Hello, hemp. Food lovers adore a new superfood and according to Good Food, hemp is the new kid on the cool block. Queensland’s Hemp Farms Australia specialise in growing the good stuff and encourage the industrial use of hemp – from seed to stalk. According to Hemp Foods Australia, the 2017 legalisation of sales of hemp food products was great news. ‘Australia can be a major global competitor in growing organic hemp and will be growing thousands of hectares in Australia, sustainably and in harmony with nature, working with the soil and plants – the Australian way,’ the organisation says on its website. Local farmers were previously reluctant to grow organic hemp because there was no demand for it but things are changing. ‘We aim to always source local first, however at this stage, local supply of ACO Certified Organic Hemp is not able to keep up with the current demand (everyone wants to try nutritious, organic hemp).’

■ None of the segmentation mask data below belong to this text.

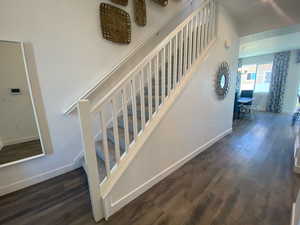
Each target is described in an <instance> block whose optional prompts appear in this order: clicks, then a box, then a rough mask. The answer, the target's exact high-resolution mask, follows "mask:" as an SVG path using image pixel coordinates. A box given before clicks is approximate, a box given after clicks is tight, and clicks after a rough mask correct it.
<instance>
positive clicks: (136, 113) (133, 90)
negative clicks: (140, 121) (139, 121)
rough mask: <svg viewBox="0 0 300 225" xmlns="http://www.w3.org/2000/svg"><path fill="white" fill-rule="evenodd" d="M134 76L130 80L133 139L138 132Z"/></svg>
mask: <svg viewBox="0 0 300 225" xmlns="http://www.w3.org/2000/svg"><path fill="white" fill-rule="evenodd" d="M134 78H135V76H134V77H133V78H132V80H131V81H130V87H131V105H132V112H133V136H134V140H136V137H137V134H138V127H137V112H136V88H135V79H134Z"/></svg>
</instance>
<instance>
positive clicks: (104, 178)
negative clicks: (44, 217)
mask: <svg viewBox="0 0 300 225" xmlns="http://www.w3.org/2000/svg"><path fill="white" fill-rule="evenodd" d="M215 37H216V5H215V1H214V0H209V1H206V2H204V3H203V4H202V6H201V7H200V8H198V9H197V10H196V11H194V12H193V13H192V14H191V15H190V16H189V17H188V18H186V19H185V20H184V21H183V22H182V23H181V24H180V25H178V26H177V27H176V29H175V30H174V31H172V32H171V33H170V34H169V35H168V36H167V37H166V38H165V39H164V40H163V41H162V42H161V43H160V44H159V45H158V46H157V47H156V48H155V49H153V50H152V51H151V53H150V54H149V55H148V56H147V57H145V58H144V59H142V60H141V62H140V63H139V64H138V65H136V66H135V68H134V69H133V70H132V71H131V72H130V73H128V74H127V75H126V76H125V77H124V78H123V79H122V80H121V81H120V82H119V83H118V84H117V85H116V86H115V87H114V88H113V89H111V90H110V91H109V92H108V93H107V94H106V95H105V97H104V98H102V99H101V101H99V102H98V103H97V104H95V105H93V106H91V105H90V103H89V101H88V100H82V101H80V102H79V103H78V111H79V118H80V124H81V130H82V140H83V145H84V146H83V147H84V151H85V164H86V171H87V175H88V180H89V187H90V195H91V201H92V206H93V213H94V217H95V220H96V221H98V220H99V219H101V218H102V217H104V216H107V215H105V210H104V212H102V211H101V204H102V203H101V201H102V198H101V195H102V194H103V193H105V191H103V189H104V188H105V185H106V183H109V182H110V180H111V179H113V176H114V174H115V173H118V169H119V167H122V163H123V161H125V160H126V157H128V156H129V155H130V153H131V151H133V150H136V149H134V148H135V146H136V144H137V143H138V142H139V140H140V139H141V138H142V137H143V134H144V133H145V132H146V131H147V129H148V128H149V126H150V124H151V122H152V120H154V119H155V117H156V116H157V115H158V113H159V111H160V110H161V109H162V108H163V107H164V105H165V104H166V103H167V102H168V99H169V98H170V97H171V96H172V94H173V93H174V92H175V90H176V89H177V87H178V86H179V85H180V84H181V83H182V82H183V80H184V79H185V77H186V76H187V74H188V72H189V71H190V69H191V68H192V67H193V66H194V64H195V62H196V61H197V60H198V58H200V57H201V56H202V55H203V54H204V52H206V51H207V49H208V48H209V46H210V44H211V43H212V42H213V40H214V39H215ZM93 121H96V122H95V123H93ZM94 124H96V125H95V126H93V125H94ZM95 130H100V131H101V132H100V133H101V135H100V136H101V138H100V139H98V140H95V138H94V137H95V133H94V131H95ZM97 158H100V160H98V161H97ZM99 168H100V169H99ZM101 169H102V170H101ZM101 173H102V176H101ZM100 177H104V179H102V180H101V179H100Z"/></svg>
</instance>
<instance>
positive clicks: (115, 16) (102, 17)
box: [100, 3, 131, 44]
mask: <svg viewBox="0 0 300 225" xmlns="http://www.w3.org/2000/svg"><path fill="white" fill-rule="evenodd" d="M100 20H101V28H102V35H103V38H104V39H107V40H110V41H113V42H116V43H122V44H129V43H130V42H131V23H130V16H129V14H128V13H127V12H126V11H124V10H122V9H119V8H117V7H115V6H113V5H110V4H106V3H101V4H100Z"/></svg>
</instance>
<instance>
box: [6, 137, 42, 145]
mask: <svg viewBox="0 0 300 225" xmlns="http://www.w3.org/2000/svg"><path fill="white" fill-rule="evenodd" d="M38 139H39V137H38V136H31V137H19V138H9V139H6V140H5V139H4V140H2V144H3V145H4V146H7V145H15V144H20V143H24V142H28V141H34V140H38Z"/></svg>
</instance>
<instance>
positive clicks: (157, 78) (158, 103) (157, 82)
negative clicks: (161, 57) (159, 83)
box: [154, 54, 159, 112]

Keep your eyes peeled for other brain food buzz ingredients like turmeric, ancient grains (spelt, amaranth, kamut, lupin), and dandelion greens.


Whether it’s accurate labelling, clear certification, information about processing, origin, or trustworthy nutritional information – consumers want transparency. A labelling integrity means that producers who lift the certified organic bar, will reap the benefits for their hard work. Wine, Australian extra virgin olive oil, meat, sustainable seafood, vegetables, fruit, and dairy products – consumers want to know they’re buying sustainably. ‘New technologies are giving consumers more information at their fingertips than ever before,’ experts at the Australian Institute of Food Science & Technology say. ‘The developments extend beyond the processing level. The new smart label database allows consumers to search product information for things such as country of origin, allergen information, product claims or traceability.’